First off the simple stuff. Your system runs on glucose. It is generated by various routes and gets absorbed in your blood stream which carries it around your body. This allows all your systems to access it so that they will function. Too little glucose in your blood and the system collapses. Too much glucose and the system gets damaged and also might collapse. The human body has an inbuilt way for keeping blood glucose neither too high or too low so that all is well. When this system starts to underperform, then the blood glucose level tends to get higher than is wise, and that is what is called diabetes.
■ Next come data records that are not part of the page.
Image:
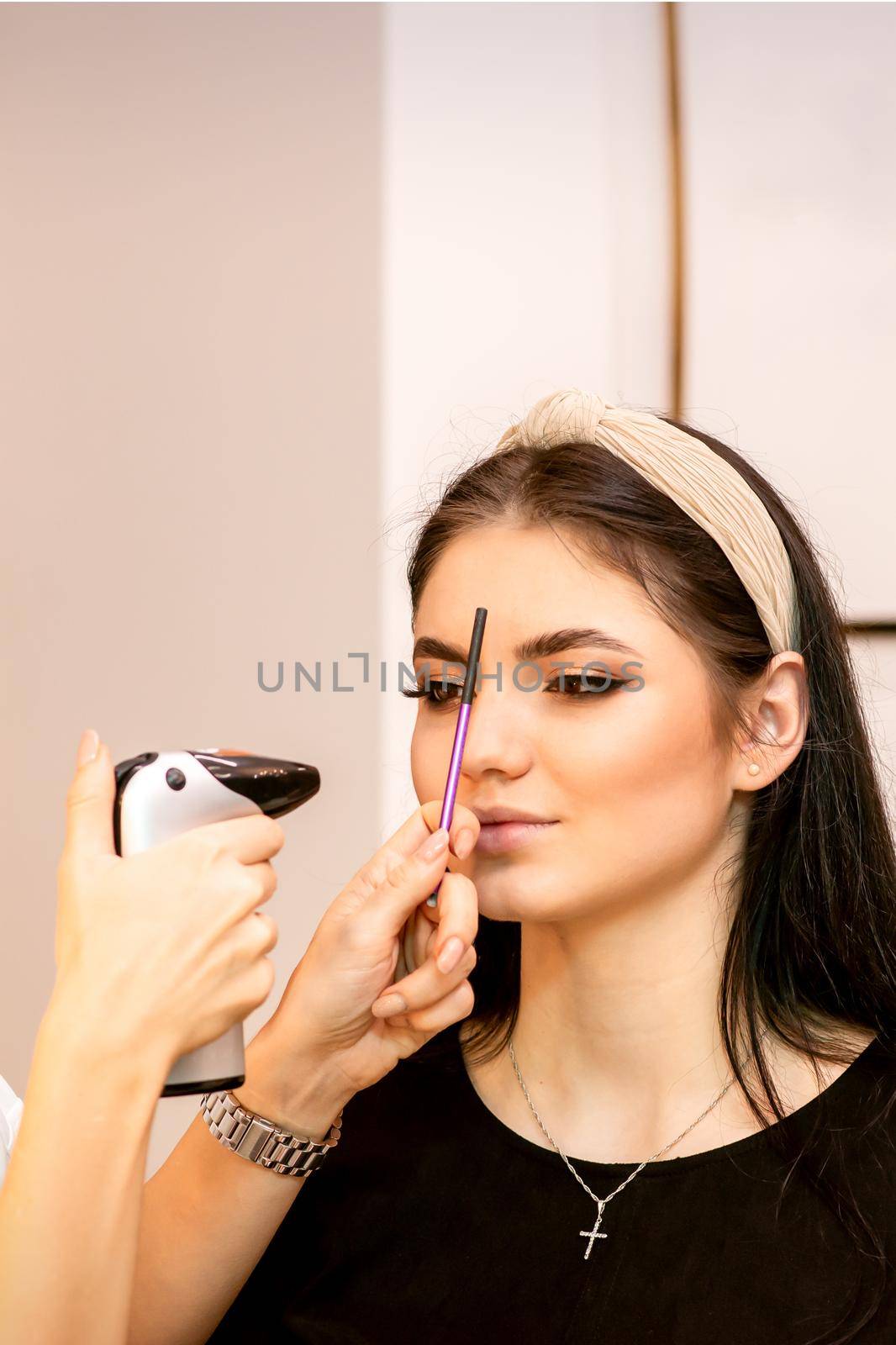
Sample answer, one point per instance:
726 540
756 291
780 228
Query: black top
432 1221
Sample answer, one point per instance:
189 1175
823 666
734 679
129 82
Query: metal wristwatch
260 1141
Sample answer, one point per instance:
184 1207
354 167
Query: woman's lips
501 837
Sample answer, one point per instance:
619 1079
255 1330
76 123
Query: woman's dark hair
813 938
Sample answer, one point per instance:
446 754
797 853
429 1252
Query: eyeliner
461 731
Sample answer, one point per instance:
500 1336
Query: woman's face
635 787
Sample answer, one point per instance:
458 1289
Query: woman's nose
499 735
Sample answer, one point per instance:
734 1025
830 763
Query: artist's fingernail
465 842
450 955
434 845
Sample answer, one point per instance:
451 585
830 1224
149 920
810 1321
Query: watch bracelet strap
261 1141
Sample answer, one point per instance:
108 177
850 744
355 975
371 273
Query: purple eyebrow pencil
461 732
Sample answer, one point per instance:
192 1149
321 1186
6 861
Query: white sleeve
10 1118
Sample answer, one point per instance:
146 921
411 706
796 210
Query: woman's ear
777 708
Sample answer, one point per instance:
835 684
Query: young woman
661 1106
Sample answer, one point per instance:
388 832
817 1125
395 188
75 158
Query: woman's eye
437 692
595 683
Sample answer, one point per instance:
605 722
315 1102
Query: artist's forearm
208 1215
71 1200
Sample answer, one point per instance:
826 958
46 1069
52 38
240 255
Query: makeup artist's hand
168 939
334 1021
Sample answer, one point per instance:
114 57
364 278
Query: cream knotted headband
701 483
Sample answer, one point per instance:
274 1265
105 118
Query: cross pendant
593 1232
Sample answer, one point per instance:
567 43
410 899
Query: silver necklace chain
591 1234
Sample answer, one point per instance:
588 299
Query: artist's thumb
89 802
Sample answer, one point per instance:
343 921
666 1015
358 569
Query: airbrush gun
161 794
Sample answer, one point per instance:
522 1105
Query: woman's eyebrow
535 647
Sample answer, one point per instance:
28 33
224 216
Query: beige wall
190 242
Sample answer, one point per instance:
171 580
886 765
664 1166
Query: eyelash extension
436 685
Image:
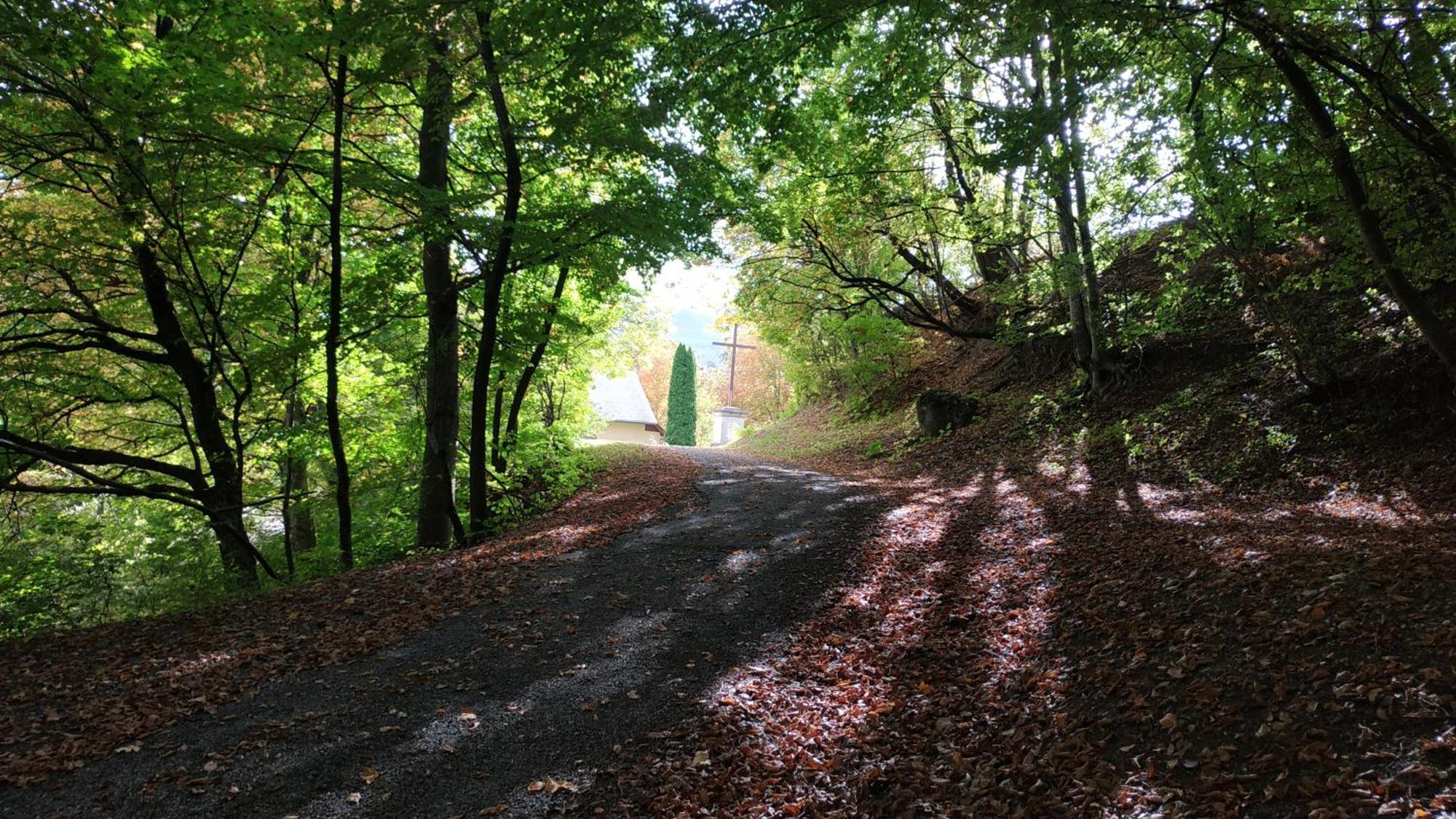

How is it diagnosed? Normally done on the basis of something called a HbA1c test. This is a blood test which returns a number normally between 30 and 40. The higher the number the harder your system is finding it to control the upper limit of your blood glucose. The guidelines say that once this number exceeds 48, then a diagnosis of diabetes is given and actions put in place to reduce it. The actions depend very much on how high the number is. When it gets close to 100 or above then it should set alarm bells ringing because the long term consequences of not getting it down are something best avoided.
One of the characteristics of HbA1c is that when they start to rise, they will continue to do so. Not an absolute rule but something to be aware of. It is for that reason the idea of prediabetes was introduced. If your HbA1c is below 48 but above 42, then you are given the prediabetes label. It is a warning flag which is saying start thinking now to avoid problems for later.
One of my bugbears is that everybody with elevated HbA1c levels is dumped into the same Type2 box, no matter what the reason for it. So maybe you have some fat build up in the wrong places, maybe your pancreas is not working as well as it used to or maybe the mechanism whereby glucose is absorbed from the blood is impaired. You can be fit, active and eat "healthily" and still be prediabetic. Whatever is going on, it is all treated the same.
Hope that gives you some background. The prediabetes label means you do not have to panic. What it is saying is that a few simple changes now might eliminate problems down the line. If you read around the forum you will find a lot of emphasis on reducing carbohydrate in the diet as a means of controlling blood glucose. Small tweaks are generally sufficient for somebody at the prediabetes level - the heavy lifting is only needed if your HbA1c is up in the red zone.
Read around and ask questions is the message!